Если бы Гуля знала, что этим вопросом делала больно, вскрывая старую рану на сердце сестры, которая только-только начала рубцеваться, наверное, не стала бы спрашивать. Но она оставалась ребёнком, который ещё не мог понять всей жестокости этого мира.
Дана, накрыв крышкой кастрюлю, села рядом, поставив тарелку, и взяла её за руку. Гуля заглянула в глаза старшей сестре и на мгновение ей показалось, что она увидела в них застывшие слёзы.
— Не все люди доживают до старости, иногда они умирают гораздо раньше. Мир на самом деле несправедлив. Когда-нибудь ты вырастешь и обязательно это поймёшь, а сейчас — ешь. — И, потрепав её по светловолосой голове, сама принялась за завтрак. Гуля на это ничего отвечать не стала, не зная, по правде, что и говорить.

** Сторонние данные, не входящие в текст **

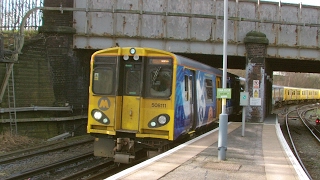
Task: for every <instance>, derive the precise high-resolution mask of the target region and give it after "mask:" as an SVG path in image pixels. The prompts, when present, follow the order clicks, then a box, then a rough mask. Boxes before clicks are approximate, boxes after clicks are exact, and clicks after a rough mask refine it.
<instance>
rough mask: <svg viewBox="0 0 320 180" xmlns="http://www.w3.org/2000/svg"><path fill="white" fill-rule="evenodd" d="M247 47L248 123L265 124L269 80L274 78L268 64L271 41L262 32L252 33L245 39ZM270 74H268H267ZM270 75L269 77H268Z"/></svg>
mask: <svg viewBox="0 0 320 180" xmlns="http://www.w3.org/2000/svg"><path fill="white" fill-rule="evenodd" d="M244 43H245V47H246V54H247V55H246V84H245V91H246V92H249V97H250V103H249V106H247V107H246V115H245V117H246V121H249V122H263V121H264V118H265V116H266V112H267V110H268V105H267V102H268V100H267V99H266V97H268V96H266V92H267V86H268V85H269V84H268V79H270V76H271V77H272V72H271V75H270V70H268V68H266V67H268V65H267V63H266V53H267V46H268V44H269V40H268V39H267V38H266V35H265V34H263V33H261V32H256V31H251V32H249V33H247V35H246V37H245V38H244ZM267 72H268V73H267ZM268 74H269V75H268Z"/></svg>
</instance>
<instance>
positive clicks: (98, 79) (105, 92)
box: [92, 68, 114, 94]
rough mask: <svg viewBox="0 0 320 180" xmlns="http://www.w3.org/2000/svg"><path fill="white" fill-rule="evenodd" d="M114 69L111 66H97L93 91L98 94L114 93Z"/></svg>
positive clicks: (93, 74)
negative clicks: (113, 74)
mask: <svg viewBox="0 0 320 180" xmlns="http://www.w3.org/2000/svg"><path fill="white" fill-rule="evenodd" d="M113 80H114V77H113V70H112V69H110V68H96V69H94V72H93V83H92V86H93V88H92V91H93V92H94V93H96V94H110V93H112V89H113V87H112V84H113Z"/></svg>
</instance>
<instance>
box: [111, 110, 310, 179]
mask: <svg viewBox="0 0 320 180" xmlns="http://www.w3.org/2000/svg"><path fill="white" fill-rule="evenodd" d="M243 127H244V129H245V131H244V136H242V123H241V122H232V123H229V124H228V136H227V151H226V160H218V138H219V137H218V134H219V133H218V131H219V130H218V129H215V130H212V131H210V132H208V133H206V134H203V135H202V136H200V137H197V138H195V139H193V140H192V141H189V142H187V143H185V144H182V145H180V146H178V147H176V148H174V149H171V150H169V151H167V152H165V153H163V154H160V155H158V156H155V157H153V158H151V159H149V160H147V161H145V162H142V163H140V164H137V165H135V166H133V167H131V168H129V169H126V170H124V171H122V172H119V173H117V174H115V175H113V176H111V177H109V178H107V179H108V180H109V179H110V180H111V179H112V180H114V179H126V180H128V179H130V180H138V179H139V180H141V179H148V180H150V179H161V180H167V179H170V180H171V179H185V180H189V179H190V180H197V179H234V180H240V179H241V180H242V179H243V180H244V179H245V180H248V179H259V180H261V179H266V180H275V179H276V180H279V179H281V180H293V179H297V180H298V179H309V178H308V176H307V175H306V174H305V172H304V171H303V169H302V167H301V166H300V164H299V163H298V161H297V160H296V158H295V157H294V155H293V153H292V152H291V150H290V148H289V146H288V144H287V143H286V141H285V139H284V137H283V135H282V132H281V130H280V125H279V124H278V122H277V119H276V117H275V116H271V117H270V118H269V119H268V118H267V119H266V120H265V122H264V123H245V126H243Z"/></svg>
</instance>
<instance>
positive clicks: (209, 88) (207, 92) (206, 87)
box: [204, 78, 213, 102]
mask: <svg viewBox="0 0 320 180" xmlns="http://www.w3.org/2000/svg"><path fill="white" fill-rule="evenodd" d="M204 82H205V89H206V102H212V101H213V81H212V79H209V78H205V79H204ZM208 82H211V86H210V85H208Z"/></svg>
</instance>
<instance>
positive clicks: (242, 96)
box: [240, 92, 249, 106]
mask: <svg viewBox="0 0 320 180" xmlns="http://www.w3.org/2000/svg"><path fill="white" fill-rule="evenodd" d="M248 105H249V93H248V92H240V106H248Z"/></svg>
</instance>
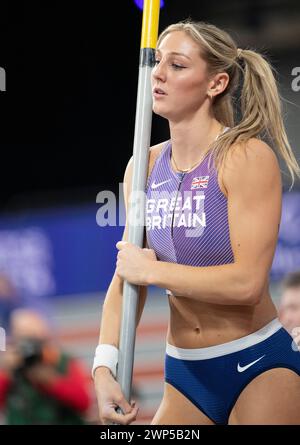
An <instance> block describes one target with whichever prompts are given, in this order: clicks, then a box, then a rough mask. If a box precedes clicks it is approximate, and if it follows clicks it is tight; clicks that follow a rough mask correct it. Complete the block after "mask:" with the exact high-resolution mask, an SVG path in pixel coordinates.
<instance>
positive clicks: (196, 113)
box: [169, 110, 222, 170]
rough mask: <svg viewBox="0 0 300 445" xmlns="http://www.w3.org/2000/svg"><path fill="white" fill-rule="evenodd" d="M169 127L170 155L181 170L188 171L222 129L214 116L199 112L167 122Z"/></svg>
mask: <svg viewBox="0 0 300 445" xmlns="http://www.w3.org/2000/svg"><path fill="white" fill-rule="evenodd" d="M201 114H202V115H201ZM169 126H170V135H171V143H172V153H173V156H174V158H175V160H176V164H177V166H178V168H180V169H182V170H184V169H188V168H189V167H190V166H191V165H193V164H195V163H196V162H197V161H198V160H199V159H200V158H201V157H202V156H203V155H204V153H205V152H206V151H207V149H208V147H209V145H210V144H211V143H212V142H213V141H214V140H215V139H216V137H217V136H218V134H219V133H220V131H221V128H222V126H221V124H220V122H218V121H217V120H216V119H215V118H214V116H210V115H209V114H206V115H204V113H201V110H199V112H198V113H196V114H194V115H193V116H192V117H190V118H186V119H184V120H181V121H177V122H172V121H169Z"/></svg>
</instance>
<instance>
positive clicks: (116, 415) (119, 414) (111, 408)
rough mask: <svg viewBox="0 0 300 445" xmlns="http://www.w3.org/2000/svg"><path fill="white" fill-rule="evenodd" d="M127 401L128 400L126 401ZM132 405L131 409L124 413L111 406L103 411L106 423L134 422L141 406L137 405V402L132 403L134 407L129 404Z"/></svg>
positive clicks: (122, 423)
mask: <svg viewBox="0 0 300 445" xmlns="http://www.w3.org/2000/svg"><path fill="white" fill-rule="evenodd" d="M126 403H127V402H126ZM127 405H128V406H129V407H130V411H127V412H126V413H125V412H124V411H123V412H124V414H122V413H118V412H117V411H115V409H114V408H112V407H111V408H109V409H108V410H107V411H106V412H105V413H103V418H104V424H106V425H108V424H109V423H112V422H113V423H118V424H119V425H129V424H130V423H132V422H134V421H135V420H136V417H137V414H138V411H139V408H138V407H137V406H135V404H133V405H132V407H131V406H130V405H129V404H127Z"/></svg>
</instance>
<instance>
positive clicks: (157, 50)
mask: <svg viewBox="0 0 300 445" xmlns="http://www.w3.org/2000/svg"><path fill="white" fill-rule="evenodd" d="M155 52H156V53H160V52H161V51H160V50H159V49H156V50H155ZM169 55H173V56H183V57H186V58H187V59H190V60H192V59H191V58H190V57H189V56H187V55H186V54H183V53H178V52H176V51H171V52H169Z"/></svg>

Дверь в комнату приоткрывается, заставляя её вздрогнуть, потому что на пороге стоит отнюдь не Дана. И даже не папка, который, сколько бы ни надеялась Гуля, ни разу не справился о её самочувствии, когда она болела. Это был незнакомый для неё мужчина, совершенно чужой и посторонний дядька в их доме — и, стоило ему сделать всего лишь шаг, осторожно ступая внутрь комнаты, попутно бросая взгляд в коридор, чтобы, по всей видимости, этого действия не заметил хозяин квартиры, как Гуля ощутила зловонный запах чужого перегара и пота. Сердечко в груди гулко забилось от страха — она ведь не знала, что именно ему нужно здесь, но зоркая детская интуиция подсказывала, что ничего хорошего. Дети ведь всегда чувствуют плохих людей. Плохой человек, похоже, что не заметил её — ещё бы: со своей худощавостью, Гуля под одеялом вовсе никак не выделялась, создавая видимость того, что кто-то просто не застелил кровать перед уходом; только светловолосая макушка выбивалась из этого кокона, но чужое алкогольное опьянение мешало во всех деталях рассмотреть здешнюю обстановку. А, может, и нет — когда замыленный хищный взгляд замер на кровати, Хасанова-младшая испуганно прижала плюшевую собаку поближе к себе, словно бы надеялась, что та, в случае раскрытия, поможет и защитит. И где-то на задворках памяти всплыли чужие, добрые слова:— Ну что, Гуля, не грусти, кушай сладости и слушайся сестру. А если кто будет обижать, смело говори, что дядю Вадима позовёшь.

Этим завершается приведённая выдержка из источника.